In TDD, PSS is broadcast using the central 62 subcarriers belonging to the third symbol of time slot 2 (subframe 1) and the third symbol of time slot 12 (subframe 6).

PSS is used to:

a.     Achieve subframe, slot and symbol synchronisation in the time domain.

b.     Identify the centre of the channel bandwidth in the frequency domain.

c.     Deduce a pointer towards 1 of 3 Physical layer Cell Identities (PCI).

d.     PCI are organised into 168 groups of 3 so the Primary Synchronisation Signal identifies the position of the PCI within the group but does not identify the group itself.

vii)        SSS>> In FDD, The Secondary Synchronisation Signal (SSS) is broadcast twice within every radio frame. The two transmissions of the SSS are different so the UE can detect which is the first and which is the second. SSS is broadcast using the central 62 subcarriers belonging to the second to last symbol of time slots 0 and 10.

In TDD, SSS is broadcast using the central 62 subcarriers belonging to the last symbol of time slot 1 (subframe 0) and the last symbol

Of time slot 11 (subframe 5)

SSS is used to:

a.     achieve radio frame synchronization

b.     deduce a pointer towards 1 of 168 Physical layer Cell Identity (PCI) groups

c.     allows the PCI to be deduced when combined with the pointer from the PSS

Step-4) From the list with successful result from Step-3), UE decode MIBs for each and every candidate. With this procedure, now UE can make a list of frequency, Physical Cell ID (PSC in case of WCDMA) and BW.

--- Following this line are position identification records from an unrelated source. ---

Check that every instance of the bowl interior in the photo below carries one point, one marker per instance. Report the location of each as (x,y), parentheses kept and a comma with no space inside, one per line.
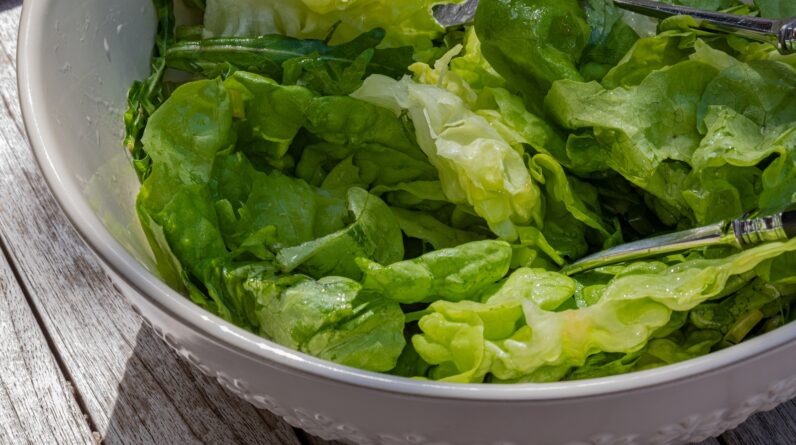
(75,67)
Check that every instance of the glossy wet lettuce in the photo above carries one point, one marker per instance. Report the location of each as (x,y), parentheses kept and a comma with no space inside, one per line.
(401,204)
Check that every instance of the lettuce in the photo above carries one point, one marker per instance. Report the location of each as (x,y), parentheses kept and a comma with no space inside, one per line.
(243,233)
(515,333)
(409,22)
(477,167)
(323,190)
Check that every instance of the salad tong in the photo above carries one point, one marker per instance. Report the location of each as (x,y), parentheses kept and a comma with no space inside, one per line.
(740,233)
(781,33)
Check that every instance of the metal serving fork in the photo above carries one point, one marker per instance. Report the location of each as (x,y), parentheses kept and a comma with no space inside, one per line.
(742,233)
(781,33)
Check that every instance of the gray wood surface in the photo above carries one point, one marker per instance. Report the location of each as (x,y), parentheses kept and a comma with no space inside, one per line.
(77,365)
(35,399)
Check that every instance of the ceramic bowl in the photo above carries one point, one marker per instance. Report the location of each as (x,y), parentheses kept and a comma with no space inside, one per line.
(76,61)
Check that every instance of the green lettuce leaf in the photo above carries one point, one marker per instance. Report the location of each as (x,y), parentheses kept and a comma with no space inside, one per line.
(551,33)
(452,274)
(465,343)
(477,167)
(410,22)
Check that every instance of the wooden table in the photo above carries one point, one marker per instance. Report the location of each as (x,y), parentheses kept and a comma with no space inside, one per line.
(78,366)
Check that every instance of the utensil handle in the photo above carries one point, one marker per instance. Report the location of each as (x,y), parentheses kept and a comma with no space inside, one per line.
(780,226)
(787,37)
(789,223)
(662,10)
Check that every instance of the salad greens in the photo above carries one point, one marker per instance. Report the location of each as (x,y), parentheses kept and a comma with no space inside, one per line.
(351,180)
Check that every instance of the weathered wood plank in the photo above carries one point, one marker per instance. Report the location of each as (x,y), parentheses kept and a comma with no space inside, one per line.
(134,388)
(36,405)
(777,427)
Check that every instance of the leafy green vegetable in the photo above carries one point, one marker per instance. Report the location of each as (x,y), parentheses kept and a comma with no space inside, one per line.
(511,335)
(409,22)
(477,166)
(329,69)
(144,97)
(551,35)
(450,274)
(325,191)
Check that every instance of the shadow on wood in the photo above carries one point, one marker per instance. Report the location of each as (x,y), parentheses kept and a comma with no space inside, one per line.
(161,399)
(9,4)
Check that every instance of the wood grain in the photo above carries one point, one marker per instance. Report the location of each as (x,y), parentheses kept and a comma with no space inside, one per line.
(129,386)
(36,404)
(774,427)
(134,389)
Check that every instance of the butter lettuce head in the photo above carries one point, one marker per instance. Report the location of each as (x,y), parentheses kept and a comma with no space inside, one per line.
(418,225)
(406,22)
(476,165)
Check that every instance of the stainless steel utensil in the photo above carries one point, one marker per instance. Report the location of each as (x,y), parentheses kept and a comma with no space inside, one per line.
(741,233)
(781,33)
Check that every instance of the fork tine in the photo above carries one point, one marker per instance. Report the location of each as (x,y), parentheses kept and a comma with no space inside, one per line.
(730,21)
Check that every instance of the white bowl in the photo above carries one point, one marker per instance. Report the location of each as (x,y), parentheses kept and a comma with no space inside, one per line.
(76,61)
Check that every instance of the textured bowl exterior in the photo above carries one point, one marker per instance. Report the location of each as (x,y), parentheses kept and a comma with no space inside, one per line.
(76,61)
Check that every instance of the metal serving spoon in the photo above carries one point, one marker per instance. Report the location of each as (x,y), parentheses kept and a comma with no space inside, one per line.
(740,233)
(781,33)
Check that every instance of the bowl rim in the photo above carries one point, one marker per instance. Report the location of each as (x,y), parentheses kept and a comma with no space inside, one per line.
(39,126)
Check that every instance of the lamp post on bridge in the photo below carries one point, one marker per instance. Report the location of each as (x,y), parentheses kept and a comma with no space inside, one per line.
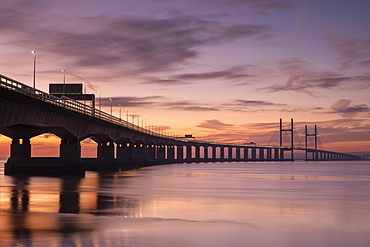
(111,106)
(99,92)
(64,81)
(126,114)
(34,69)
(119,112)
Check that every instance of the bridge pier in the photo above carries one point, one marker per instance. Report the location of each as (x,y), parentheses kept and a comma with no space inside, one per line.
(189,151)
(106,152)
(261,154)
(161,154)
(170,154)
(180,154)
(205,154)
(21,162)
(124,154)
(237,158)
(150,154)
(246,155)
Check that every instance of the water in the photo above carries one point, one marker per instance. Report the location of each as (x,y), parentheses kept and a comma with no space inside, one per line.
(216,204)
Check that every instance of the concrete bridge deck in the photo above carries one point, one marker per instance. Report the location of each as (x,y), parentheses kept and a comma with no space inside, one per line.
(27,112)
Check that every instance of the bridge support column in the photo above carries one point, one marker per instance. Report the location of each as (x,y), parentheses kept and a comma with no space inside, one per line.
(261,154)
(254,155)
(189,152)
(214,154)
(170,154)
(161,154)
(229,154)
(281,154)
(20,148)
(70,150)
(124,152)
(246,150)
(138,154)
(205,154)
(197,153)
(20,152)
(150,154)
(222,154)
(106,153)
(70,156)
(238,154)
(269,154)
(180,154)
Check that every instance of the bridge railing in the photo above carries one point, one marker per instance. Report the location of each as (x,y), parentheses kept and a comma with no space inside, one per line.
(76,106)
(79,107)
(82,108)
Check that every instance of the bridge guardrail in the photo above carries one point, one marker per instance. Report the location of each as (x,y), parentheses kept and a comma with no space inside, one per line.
(79,107)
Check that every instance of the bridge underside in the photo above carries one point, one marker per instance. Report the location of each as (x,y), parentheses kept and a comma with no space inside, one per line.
(125,154)
(27,112)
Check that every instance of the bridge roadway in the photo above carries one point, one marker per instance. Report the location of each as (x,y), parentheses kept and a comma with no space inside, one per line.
(27,112)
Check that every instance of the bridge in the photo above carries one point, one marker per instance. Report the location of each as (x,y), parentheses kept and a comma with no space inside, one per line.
(27,112)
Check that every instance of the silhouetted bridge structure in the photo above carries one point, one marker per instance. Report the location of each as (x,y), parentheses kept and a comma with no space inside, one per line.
(27,112)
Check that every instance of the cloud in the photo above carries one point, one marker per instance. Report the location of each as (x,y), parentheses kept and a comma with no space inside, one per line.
(131,101)
(256,103)
(165,82)
(343,107)
(214,124)
(308,83)
(352,51)
(130,45)
(232,74)
(262,7)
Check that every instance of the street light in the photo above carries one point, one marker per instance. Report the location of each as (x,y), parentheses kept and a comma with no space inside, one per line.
(99,92)
(34,69)
(111,106)
(84,83)
(119,112)
(64,81)
(126,115)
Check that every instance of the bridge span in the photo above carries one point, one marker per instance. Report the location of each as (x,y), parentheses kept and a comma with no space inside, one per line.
(27,112)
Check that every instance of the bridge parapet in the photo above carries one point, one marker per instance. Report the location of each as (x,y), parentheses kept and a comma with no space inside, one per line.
(29,112)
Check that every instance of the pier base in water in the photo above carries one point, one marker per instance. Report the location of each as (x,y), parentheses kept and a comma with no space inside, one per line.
(44,167)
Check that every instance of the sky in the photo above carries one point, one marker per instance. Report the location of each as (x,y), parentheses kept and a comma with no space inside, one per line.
(217,69)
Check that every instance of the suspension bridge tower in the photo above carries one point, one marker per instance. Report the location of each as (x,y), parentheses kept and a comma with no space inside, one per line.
(291,148)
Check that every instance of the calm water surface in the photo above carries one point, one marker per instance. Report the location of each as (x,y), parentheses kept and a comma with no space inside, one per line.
(215,204)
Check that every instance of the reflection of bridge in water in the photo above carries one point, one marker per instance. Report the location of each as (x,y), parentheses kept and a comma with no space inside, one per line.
(29,214)
(27,112)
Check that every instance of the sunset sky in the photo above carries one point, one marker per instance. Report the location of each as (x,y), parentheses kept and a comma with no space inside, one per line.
(221,69)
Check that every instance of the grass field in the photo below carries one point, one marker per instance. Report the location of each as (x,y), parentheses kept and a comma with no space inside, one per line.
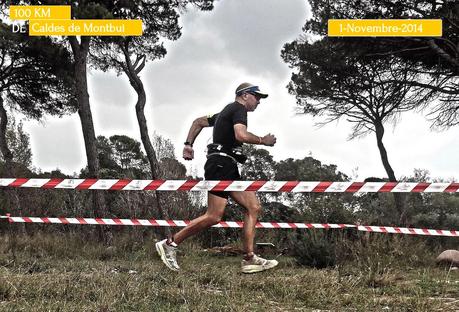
(45,273)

MasterInformationBlock ::= SEQUENCE { dl-Bandwidth ENUMERATED { n6, n15, n25, n50, n75, n100}, phich-Config PHICH-Config, systemFrameNumber BIT STRING (SIZE (8)), spare BIT STRING (SIZE (10)) }

When the UE has obtained the slot after decoding PSS, the best case scenario is the UE figured out the Frame boundary(using SSS) in Subframe 0(which happens in slot0), in which case it can immediately(in the slot1 of subframe 0) obtain the MIB info. The worst case (or the only other) scenario is that it figures out in the subframe 5, in which case it has to wait another 5 subframes for the Frame start.
Once it obtained the Frame boundary, it makes sense to finish the MIB decoding in the subframe 0 itself, rather than waiting for another 5ms.

Step-5)

After decoding MIB, UE has to decode PDCCH to read other system information blocks (SIBs).  PDCCH, PHICH and PCFICH share the resources in the control region of a subframe. So to find the available resources for PDCCH, UE has to know the PHICH configuration only, as PCFICH resources are fixed and known.

·                  If CFI->2 it means 2 symbol are used for PDCCH allocation.

·                  PHICH = Location of PCFICH, Where it will decode PCFICH. It will go with MIB.

·                  PCFICH = PCFICH carry CFI -> Control format indicator. CFI indicate how many OFDM symbol will use to carry PDCCH at each subframe.

·                  PDCCH= Its indicate which type of data is going on PDSCH.

·                  PDSCH=Here Read SIB

Based on USIM information(Ex-PLMN) and the candidate table from the Step-4), can figure out which cell is the real candidate cell to camp on and try decoding System Information and proceed to registration process. Here it will verify USIM Stored PLMN with SIB1 PLMN info.